Major UPI Changes: UPI, or Unified Payment Interface, has been traveling the world since 2021 and has seen a lot of dynamic changes in recent years. In August last year, UPI recorded over 10 billion transactions, which is approx. 2 billion more than the entire global population, transforming the landscape of digital payments.
Who would have ever thought that it could position India as a leader in real-time payment transactions worldwide, attracting around 260 million users so far!
Regulated by the RBI and developed by the National Payments Corporation of India (NPCI), UPI allows users to link multiple bank accounts in one application, combining various banking features for easy fund transfers and merchant payments.
To make UPI even more user-friendly for every Indian, the government is rolling out some changes from the beginning of this year. So, keep reading to keep yourself updated, find those 5 major changes in UPI, and how they can make your everyday life easier!
Table of Contents
5 Major UPI Changes
1. Inactive UPI IDs
Ever wondered what happens if you forget about your UPI ID for a year or more?
Well, the National Payments Corporation of India (NPCI) has directed banks and all the online payment apps like PhonePe, Google Pay, Paytm, and similar platforms, as well as banks, to deactivate all the UPI IDs left inactive for the last 12 months.
So, if you’ve got a UPI ID that you haven’t used in a very long time, it’s high time to use it for at least one payment soon to keep it active and avoid getting deactivated.
This move is essentially to prevent unused accounts and potential misuse.
2. Increased transaction limit
The RBI has recently set a new maximum daily payment limit for UPI transactions. From now on, the limit for hospitals and educational institutions is Rs. 5 lakh, a significant jump from the previous Rs. 1 lakh.
This will make it convenient for customers and simplify huge payments to such institutions to complete their transactions.
But wait, there’s more: for regular payments like credit card repayment, mutual fund subscriptions, and insurance premium payments, the transaction limit has been increased from Rs. 15,000 to Rs. 1 lakh.
3. Pilot Project for ‘UPI for Secondary Market’
Recently, NPCI has revealed plans for the upcoming launch of ‘UPI for Secondary Market’ in its Beta Phase, approved by the SEBI and set to commence in the first week of January.

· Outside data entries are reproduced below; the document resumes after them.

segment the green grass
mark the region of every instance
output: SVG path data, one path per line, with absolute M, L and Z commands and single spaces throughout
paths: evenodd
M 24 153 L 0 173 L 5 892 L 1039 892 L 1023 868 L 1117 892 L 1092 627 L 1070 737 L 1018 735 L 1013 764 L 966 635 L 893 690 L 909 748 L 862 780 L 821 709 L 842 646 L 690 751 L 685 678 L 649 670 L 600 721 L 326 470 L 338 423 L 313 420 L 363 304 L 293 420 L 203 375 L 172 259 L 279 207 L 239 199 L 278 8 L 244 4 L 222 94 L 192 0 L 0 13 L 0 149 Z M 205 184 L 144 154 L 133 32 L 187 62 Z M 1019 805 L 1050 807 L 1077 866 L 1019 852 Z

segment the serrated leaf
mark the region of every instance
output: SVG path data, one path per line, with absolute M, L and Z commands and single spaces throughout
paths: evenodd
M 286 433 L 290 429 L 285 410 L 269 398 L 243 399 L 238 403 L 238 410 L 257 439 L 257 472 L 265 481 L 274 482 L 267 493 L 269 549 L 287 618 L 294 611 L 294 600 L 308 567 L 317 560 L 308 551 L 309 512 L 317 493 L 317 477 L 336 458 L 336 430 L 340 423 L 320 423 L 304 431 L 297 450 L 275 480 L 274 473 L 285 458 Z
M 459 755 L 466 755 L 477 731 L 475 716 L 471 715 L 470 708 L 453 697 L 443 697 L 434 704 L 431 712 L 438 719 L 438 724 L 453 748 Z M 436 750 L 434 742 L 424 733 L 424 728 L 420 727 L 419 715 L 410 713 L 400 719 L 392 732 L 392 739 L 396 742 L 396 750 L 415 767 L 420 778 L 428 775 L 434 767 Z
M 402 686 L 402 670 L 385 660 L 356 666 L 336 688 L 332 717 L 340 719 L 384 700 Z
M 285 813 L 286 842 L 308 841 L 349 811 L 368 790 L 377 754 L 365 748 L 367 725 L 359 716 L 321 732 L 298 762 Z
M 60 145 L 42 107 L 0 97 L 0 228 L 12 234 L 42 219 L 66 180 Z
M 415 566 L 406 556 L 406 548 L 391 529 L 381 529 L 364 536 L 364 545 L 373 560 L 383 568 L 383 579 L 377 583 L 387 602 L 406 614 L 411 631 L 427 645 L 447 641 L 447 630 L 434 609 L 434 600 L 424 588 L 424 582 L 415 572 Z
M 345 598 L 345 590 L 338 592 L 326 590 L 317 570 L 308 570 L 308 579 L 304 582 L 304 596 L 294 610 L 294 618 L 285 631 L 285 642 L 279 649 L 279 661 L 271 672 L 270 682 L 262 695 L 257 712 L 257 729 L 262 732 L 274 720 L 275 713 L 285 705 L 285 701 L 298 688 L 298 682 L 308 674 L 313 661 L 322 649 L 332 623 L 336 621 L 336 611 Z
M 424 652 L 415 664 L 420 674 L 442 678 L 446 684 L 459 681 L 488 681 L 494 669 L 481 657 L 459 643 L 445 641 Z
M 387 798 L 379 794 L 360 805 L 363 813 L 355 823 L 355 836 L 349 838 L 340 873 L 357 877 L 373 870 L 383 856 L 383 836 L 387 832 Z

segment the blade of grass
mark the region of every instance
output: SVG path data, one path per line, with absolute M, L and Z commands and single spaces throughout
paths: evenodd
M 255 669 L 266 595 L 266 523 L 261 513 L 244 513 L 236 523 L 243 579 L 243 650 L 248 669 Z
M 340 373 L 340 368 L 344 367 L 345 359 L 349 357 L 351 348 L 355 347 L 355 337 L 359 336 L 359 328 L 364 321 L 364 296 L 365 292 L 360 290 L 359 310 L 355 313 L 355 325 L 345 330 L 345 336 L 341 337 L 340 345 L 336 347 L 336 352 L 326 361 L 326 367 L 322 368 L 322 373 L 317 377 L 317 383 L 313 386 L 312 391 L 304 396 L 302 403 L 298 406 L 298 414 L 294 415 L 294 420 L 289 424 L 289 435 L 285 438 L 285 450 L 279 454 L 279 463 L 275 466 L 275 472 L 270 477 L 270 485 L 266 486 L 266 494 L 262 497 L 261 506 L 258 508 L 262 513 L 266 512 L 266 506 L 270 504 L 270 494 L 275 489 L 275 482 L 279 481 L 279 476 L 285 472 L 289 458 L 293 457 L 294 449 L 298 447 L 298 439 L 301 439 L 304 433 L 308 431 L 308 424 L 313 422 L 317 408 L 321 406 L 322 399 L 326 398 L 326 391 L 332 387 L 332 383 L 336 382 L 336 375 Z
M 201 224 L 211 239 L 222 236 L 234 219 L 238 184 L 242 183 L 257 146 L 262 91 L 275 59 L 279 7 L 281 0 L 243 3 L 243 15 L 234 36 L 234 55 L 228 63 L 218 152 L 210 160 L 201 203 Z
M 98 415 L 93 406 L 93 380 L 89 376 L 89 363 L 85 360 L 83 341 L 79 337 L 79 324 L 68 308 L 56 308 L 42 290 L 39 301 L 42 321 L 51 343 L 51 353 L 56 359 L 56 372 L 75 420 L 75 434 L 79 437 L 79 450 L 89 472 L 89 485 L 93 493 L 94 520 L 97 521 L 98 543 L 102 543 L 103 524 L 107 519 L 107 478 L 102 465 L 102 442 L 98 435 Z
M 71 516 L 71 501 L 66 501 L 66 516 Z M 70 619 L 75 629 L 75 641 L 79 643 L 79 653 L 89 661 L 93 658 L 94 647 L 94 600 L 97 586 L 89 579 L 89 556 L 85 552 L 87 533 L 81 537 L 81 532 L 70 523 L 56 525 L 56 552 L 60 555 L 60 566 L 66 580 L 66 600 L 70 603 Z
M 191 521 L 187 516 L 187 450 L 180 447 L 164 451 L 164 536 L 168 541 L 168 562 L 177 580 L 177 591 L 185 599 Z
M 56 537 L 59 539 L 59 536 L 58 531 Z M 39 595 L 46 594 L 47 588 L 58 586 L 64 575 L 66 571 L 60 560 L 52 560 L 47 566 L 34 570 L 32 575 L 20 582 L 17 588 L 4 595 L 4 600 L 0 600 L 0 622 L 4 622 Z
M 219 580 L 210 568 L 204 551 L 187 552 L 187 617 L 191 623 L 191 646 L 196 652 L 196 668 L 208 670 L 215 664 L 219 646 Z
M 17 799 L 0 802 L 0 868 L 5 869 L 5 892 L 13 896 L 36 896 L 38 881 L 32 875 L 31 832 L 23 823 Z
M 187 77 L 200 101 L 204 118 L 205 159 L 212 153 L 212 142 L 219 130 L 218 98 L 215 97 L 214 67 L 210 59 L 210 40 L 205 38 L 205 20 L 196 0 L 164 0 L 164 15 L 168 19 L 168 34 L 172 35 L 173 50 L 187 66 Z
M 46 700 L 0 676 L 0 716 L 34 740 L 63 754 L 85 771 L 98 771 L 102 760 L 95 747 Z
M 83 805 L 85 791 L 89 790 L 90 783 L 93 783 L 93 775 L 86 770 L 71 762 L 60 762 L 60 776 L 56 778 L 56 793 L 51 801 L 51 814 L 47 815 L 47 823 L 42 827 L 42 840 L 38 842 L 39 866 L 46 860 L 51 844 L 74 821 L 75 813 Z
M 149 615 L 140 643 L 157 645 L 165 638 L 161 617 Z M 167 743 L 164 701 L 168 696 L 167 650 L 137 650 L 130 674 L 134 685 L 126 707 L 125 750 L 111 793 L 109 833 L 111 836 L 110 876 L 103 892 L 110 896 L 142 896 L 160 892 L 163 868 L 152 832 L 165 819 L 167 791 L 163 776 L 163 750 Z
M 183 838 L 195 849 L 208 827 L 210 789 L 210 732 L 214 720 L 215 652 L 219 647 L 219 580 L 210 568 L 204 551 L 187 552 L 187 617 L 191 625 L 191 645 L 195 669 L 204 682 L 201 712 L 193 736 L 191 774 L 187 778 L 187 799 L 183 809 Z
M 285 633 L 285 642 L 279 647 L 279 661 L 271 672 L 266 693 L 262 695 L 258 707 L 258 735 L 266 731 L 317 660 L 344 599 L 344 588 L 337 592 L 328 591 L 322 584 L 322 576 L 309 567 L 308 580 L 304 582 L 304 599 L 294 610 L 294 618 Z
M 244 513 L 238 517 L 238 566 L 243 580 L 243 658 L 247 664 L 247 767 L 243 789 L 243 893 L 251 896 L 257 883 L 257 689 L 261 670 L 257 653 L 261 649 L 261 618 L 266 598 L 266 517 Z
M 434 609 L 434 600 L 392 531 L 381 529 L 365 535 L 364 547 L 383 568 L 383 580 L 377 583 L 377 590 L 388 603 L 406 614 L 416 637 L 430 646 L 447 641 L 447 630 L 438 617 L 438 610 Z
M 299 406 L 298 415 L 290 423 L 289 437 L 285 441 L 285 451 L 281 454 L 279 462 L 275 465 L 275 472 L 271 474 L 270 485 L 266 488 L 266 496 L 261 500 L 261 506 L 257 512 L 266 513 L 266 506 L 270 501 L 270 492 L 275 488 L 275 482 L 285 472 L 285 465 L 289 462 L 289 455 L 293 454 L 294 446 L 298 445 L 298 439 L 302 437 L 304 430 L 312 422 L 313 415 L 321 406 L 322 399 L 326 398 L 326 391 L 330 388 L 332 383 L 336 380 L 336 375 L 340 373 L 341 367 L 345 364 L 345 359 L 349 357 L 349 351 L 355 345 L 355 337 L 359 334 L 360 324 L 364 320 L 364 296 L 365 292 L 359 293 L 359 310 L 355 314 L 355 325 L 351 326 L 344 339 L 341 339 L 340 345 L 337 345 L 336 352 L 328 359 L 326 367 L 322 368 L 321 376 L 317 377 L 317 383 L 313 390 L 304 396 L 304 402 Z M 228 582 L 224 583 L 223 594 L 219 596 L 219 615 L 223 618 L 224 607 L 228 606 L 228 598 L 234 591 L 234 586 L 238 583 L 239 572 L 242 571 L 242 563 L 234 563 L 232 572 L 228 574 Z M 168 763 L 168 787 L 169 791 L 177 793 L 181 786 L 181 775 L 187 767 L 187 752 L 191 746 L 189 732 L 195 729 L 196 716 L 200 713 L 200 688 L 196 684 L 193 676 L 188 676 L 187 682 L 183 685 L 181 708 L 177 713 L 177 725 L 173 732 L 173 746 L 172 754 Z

In simpler terms, investors can block funds in their bank accounts during this pilot project. These funds will only be debited by the Clearing Corporations upon trade confirmation during settlement. Here, Clearing Corporations will process payouts directly to the clients on a T+1 basis.
So now, you don’t have to transfer the funds to your stockbroker account; instead, you can directly block funds in your bank account for placing trades.
However, it is important to note that this is currently limited to the equity cash segment and available to a limited set of pilot customers.
4. Cash Withdrawal by using a QR Code
NPCI and Hitachi Payment Services have teamed up to introduce India’s first UPI-ATM. This means you can now withdraw cash by just scanning a QR code. The RBI is planning a nationwide rollout of UPI ATMs.
5. Fraud Prevention by a 4-hour window for first payments
To reduce the rising cases of online payment fraud, a new plan is in place. Every time a user initiates the first payment of over Rs. 2,000 to someone they have yet to transact with before, they will have a 4-hour time limit. This means the user will have four hours to modify or reverse payments to a first-time user.